We calculate PE Ratio in Rupees, which makes currency play a very crucial part in this situation. So what does PE Ratio means? It means that if a stock is at 40 PE Ratio and if we have to buy it, then we have to pay 40Rs to earn 1Rs, which is costly. And if a company has a PE ratio of 20, then we have to pay 20Rs to earn 1 Rs. So respectively, in the above cases, the second case is more profitable because you have to pay less to earn the same amount.

But when the Rupee falls in comparison to the dollar the value of the Rupee decreases which means if we have to pay 10,000 Rs to buy a smartphone and the value of the rupee decreases by 10% in a year then the next year we will have to pay 11,000 Rs which is 10% more than 10,000 Rs.

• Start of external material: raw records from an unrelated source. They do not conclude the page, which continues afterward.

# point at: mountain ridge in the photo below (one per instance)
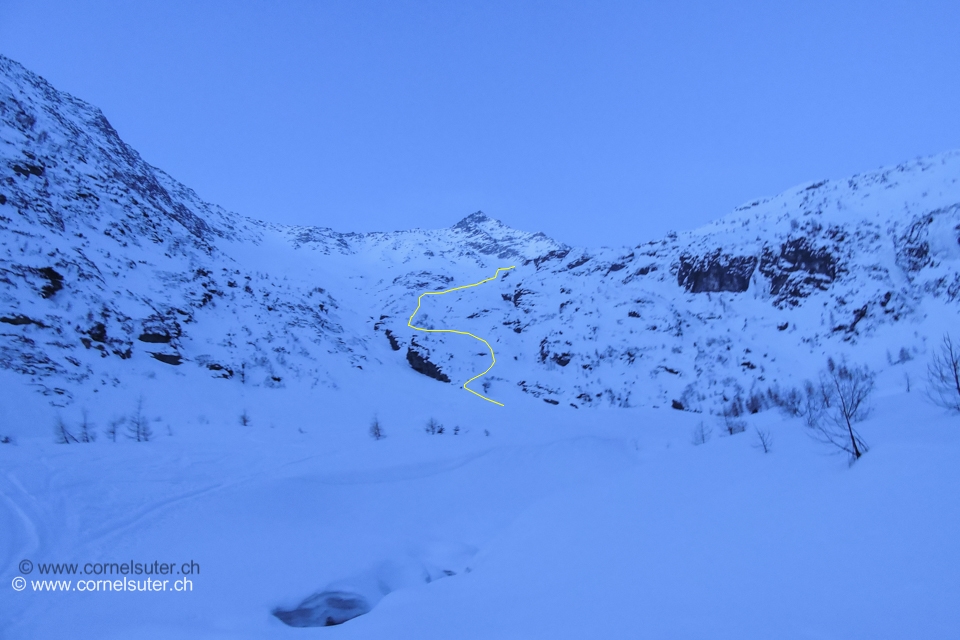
(111, 266)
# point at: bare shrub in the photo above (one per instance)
(87, 434)
(732, 425)
(376, 429)
(764, 441)
(62, 433)
(943, 376)
(138, 428)
(701, 434)
(111, 430)
(837, 403)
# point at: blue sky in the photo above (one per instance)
(599, 123)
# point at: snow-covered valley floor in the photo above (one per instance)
(558, 524)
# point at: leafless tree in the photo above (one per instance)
(86, 429)
(732, 425)
(139, 427)
(943, 376)
(62, 433)
(764, 440)
(376, 429)
(701, 434)
(837, 404)
(111, 430)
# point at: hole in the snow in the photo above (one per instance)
(324, 609)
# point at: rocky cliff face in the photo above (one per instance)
(109, 266)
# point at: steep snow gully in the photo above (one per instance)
(212, 380)
(493, 357)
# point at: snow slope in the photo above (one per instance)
(259, 354)
(113, 271)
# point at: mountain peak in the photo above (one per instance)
(475, 219)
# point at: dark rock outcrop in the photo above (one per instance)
(797, 270)
(715, 271)
(421, 364)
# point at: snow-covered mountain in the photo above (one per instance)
(110, 267)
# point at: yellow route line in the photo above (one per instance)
(463, 333)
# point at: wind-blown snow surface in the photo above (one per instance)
(581, 509)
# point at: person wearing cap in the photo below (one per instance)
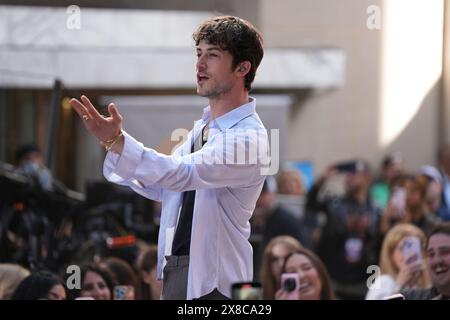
(350, 233)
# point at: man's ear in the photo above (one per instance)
(244, 67)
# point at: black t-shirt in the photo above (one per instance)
(182, 239)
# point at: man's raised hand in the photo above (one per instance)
(103, 128)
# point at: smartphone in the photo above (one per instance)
(398, 200)
(246, 291)
(412, 252)
(347, 167)
(123, 293)
(290, 283)
(397, 296)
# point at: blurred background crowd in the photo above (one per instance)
(358, 91)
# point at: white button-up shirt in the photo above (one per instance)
(227, 174)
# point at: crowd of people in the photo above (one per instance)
(326, 238)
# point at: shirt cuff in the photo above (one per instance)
(125, 164)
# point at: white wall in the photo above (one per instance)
(355, 120)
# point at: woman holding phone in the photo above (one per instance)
(304, 277)
(402, 262)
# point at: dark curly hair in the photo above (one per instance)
(237, 36)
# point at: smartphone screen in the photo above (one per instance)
(290, 283)
(246, 291)
(123, 293)
(411, 250)
(398, 200)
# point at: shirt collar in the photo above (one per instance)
(230, 118)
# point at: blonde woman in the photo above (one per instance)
(273, 260)
(397, 272)
(11, 275)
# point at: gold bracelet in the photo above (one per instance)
(108, 144)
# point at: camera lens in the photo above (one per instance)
(289, 285)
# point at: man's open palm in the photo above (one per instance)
(104, 128)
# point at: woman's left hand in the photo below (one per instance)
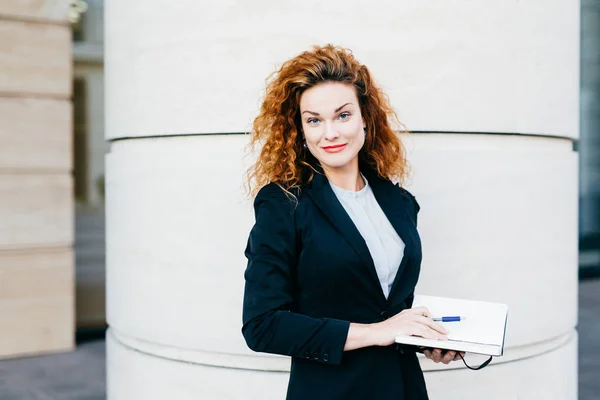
(444, 356)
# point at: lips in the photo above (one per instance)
(334, 148)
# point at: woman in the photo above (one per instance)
(334, 255)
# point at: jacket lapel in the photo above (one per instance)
(327, 202)
(393, 203)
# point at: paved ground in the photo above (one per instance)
(80, 375)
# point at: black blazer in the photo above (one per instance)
(310, 274)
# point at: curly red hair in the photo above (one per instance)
(277, 127)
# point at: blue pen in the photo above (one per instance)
(449, 319)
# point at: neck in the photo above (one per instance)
(347, 177)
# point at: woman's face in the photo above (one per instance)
(332, 124)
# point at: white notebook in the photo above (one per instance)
(481, 331)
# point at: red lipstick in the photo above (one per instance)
(335, 148)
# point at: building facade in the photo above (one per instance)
(492, 152)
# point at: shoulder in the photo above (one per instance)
(276, 196)
(410, 197)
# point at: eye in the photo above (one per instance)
(344, 116)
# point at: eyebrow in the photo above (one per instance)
(336, 110)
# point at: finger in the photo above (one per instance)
(437, 355)
(422, 311)
(448, 357)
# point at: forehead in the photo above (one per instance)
(326, 97)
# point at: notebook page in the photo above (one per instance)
(484, 322)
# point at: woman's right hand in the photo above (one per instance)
(412, 322)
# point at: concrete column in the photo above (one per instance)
(494, 171)
(36, 205)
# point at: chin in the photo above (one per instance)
(331, 162)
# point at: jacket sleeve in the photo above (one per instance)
(269, 323)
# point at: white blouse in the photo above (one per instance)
(385, 246)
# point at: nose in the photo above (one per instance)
(331, 132)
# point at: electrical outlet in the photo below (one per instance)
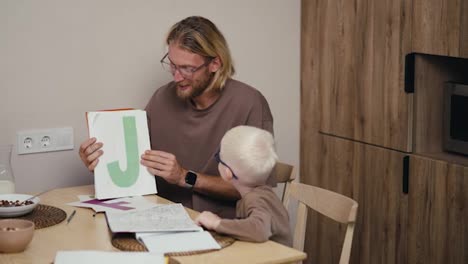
(44, 140)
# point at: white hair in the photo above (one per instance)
(250, 153)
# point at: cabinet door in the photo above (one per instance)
(438, 212)
(439, 27)
(354, 52)
(373, 177)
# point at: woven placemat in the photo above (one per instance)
(45, 216)
(127, 242)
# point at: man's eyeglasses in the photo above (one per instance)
(186, 71)
(218, 159)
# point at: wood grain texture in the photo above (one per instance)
(357, 62)
(436, 26)
(464, 30)
(438, 212)
(373, 177)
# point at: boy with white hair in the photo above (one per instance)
(245, 159)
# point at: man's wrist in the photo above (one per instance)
(190, 179)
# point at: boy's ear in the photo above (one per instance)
(227, 173)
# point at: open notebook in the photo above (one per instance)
(163, 229)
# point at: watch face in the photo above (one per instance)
(191, 178)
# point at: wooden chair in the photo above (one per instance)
(284, 173)
(333, 205)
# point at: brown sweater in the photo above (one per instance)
(260, 216)
(193, 136)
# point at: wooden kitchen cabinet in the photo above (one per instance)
(373, 177)
(359, 127)
(440, 27)
(356, 52)
(437, 212)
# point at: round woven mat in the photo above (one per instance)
(127, 242)
(45, 216)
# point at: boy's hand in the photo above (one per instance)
(208, 220)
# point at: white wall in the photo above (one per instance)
(61, 58)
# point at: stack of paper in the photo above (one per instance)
(162, 243)
(79, 257)
(160, 218)
(163, 229)
(125, 204)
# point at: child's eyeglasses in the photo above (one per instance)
(218, 159)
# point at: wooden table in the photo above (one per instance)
(86, 232)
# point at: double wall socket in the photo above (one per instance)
(44, 140)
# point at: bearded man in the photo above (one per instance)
(188, 117)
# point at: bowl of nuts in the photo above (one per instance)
(15, 235)
(12, 205)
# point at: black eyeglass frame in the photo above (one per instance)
(172, 68)
(218, 159)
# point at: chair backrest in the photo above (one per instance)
(331, 204)
(284, 173)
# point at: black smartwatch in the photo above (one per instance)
(190, 179)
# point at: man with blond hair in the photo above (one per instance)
(246, 158)
(188, 117)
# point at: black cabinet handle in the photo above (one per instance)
(405, 184)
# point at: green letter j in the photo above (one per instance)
(128, 177)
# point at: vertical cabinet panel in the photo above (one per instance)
(373, 177)
(437, 26)
(359, 63)
(438, 212)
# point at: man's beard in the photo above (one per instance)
(197, 87)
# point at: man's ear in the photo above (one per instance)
(228, 173)
(215, 65)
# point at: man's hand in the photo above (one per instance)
(90, 151)
(208, 220)
(165, 165)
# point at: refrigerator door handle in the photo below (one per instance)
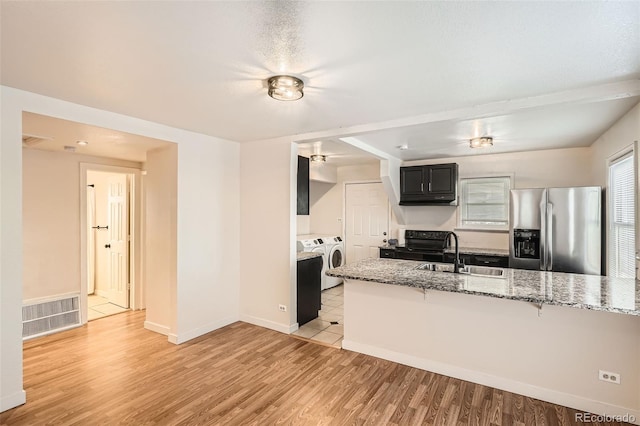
(543, 235)
(549, 231)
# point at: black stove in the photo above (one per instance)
(424, 245)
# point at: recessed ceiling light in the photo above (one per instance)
(481, 142)
(285, 88)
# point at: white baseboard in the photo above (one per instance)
(282, 328)
(544, 394)
(10, 401)
(199, 331)
(158, 328)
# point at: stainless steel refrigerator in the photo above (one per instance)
(556, 229)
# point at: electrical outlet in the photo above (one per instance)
(608, 376)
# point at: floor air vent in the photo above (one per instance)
(47, 317)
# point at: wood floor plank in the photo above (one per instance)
(114, 372)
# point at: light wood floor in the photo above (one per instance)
(113, 371)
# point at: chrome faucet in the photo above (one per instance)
(456, 262)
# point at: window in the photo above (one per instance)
(484, 203)
(622, 218)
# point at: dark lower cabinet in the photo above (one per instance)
(309, 288)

Similarly, if we see it in the markets, if we have to pay 20rs to buy a stock today and 10% value is decreased of Rupee in the next year then we will have to buy it with a 10% premium which is 22Rs. So this can also be the case with the markets that the PE Ratio is increased because the value of the Rupee is decreased drastically and we have to pay more to get the same amount of Goods or Services. 

And we are panicking that the markets are overvalued which they are not in the reality. But there can also be another reason due to which the PE Ratio is increased, which can be the Markets Expectation from the Indian Economy.

The High Expectation Ideology in Stock Markets

As our India's Prime Minister has a vision of making India a 5 Trillion Dollar Economy which is a very ambitious goal and Investors take these things into consideration and invest according to it. If India has a very good growth perspective in some particular sectors, then investors invest in it even if the sectors are not performing well currently. 

This shows that investors are betting on the Indian future not on the current Indian situation and when it will be achieved the market will go into Consolidation which means that firstly you hope for the things and make the market overvalued and when the earnings and economy meet your expectations you book your profits or stop buying as your targets and goals are already reached.

So even if the PE Ratio is High currently it can be because people are expecting more from India than this in the coming years and to factor in this Growth, our economy has to improve as per the expectations and if it doesn't meet the expectations then there can be a correction which is obvious as people will dis-invest from India if it doesn't perform that well.

Hope you understand this economic cycle.